It's a hard lesson to realize what terrible things you're capable of doing. We like to think the best of ourselves, but there are relationships that send us into dark places within ourselves in word and deed. "I Was Cruel" from Caitlin Rose's second LP The Stand-In takes a classic country trope - the destructive relationship - and opens it up for examination so that the blacks and whites all become a lot greyer.

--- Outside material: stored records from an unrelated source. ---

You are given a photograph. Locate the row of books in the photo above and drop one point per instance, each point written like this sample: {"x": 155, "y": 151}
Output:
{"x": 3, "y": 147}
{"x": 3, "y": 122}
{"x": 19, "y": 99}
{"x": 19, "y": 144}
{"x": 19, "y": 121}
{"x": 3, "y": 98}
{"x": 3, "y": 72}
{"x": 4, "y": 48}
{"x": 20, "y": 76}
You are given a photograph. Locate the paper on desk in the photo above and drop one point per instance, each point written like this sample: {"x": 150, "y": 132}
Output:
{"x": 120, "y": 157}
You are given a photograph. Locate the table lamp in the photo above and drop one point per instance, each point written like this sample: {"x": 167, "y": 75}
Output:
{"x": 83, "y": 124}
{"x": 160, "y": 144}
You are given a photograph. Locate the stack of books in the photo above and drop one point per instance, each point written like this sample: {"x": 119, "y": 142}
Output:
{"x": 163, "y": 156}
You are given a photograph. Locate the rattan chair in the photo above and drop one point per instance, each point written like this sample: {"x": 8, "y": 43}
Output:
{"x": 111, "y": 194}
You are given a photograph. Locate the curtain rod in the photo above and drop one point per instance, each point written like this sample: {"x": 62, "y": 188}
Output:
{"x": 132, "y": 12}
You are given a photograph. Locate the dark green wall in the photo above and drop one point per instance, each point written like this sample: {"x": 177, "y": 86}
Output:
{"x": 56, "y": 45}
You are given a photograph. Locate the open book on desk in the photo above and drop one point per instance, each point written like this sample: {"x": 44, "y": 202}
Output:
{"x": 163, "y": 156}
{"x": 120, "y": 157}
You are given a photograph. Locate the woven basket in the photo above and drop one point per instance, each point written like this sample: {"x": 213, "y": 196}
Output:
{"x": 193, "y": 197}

The best practitioners of alt-country in the past 25 years have taken the influence of country's golden age and given it a shot of post-modern lyrical examination. Where classic country's bad relationship songs would usually mull over how the narrator was treated wrong or how they were the one who just couldn't settle down or play nice, anyone who has ever been in a serious relationship knows that things are never as simple as that. "I would've warned you if I'd known," Rose sings as the chorus gently slides in, "but I never knew I was cruel / No, I never knew I was cruel / Baby 'til I..met you." While the first verse seems to place the blame at the feet of the silent partner ("You throw dirt in my face / then you push me over / push me over the line."), the chorus turns its aim inward and finds our narrator looking hard at him/herself. It's a sharp turn in a song packed with them that manages to make space for some tremendously classic spots in the music as well. The pedal steel and the key change at the end of the bridge are huge parts of what make this song sound as stellar as it does.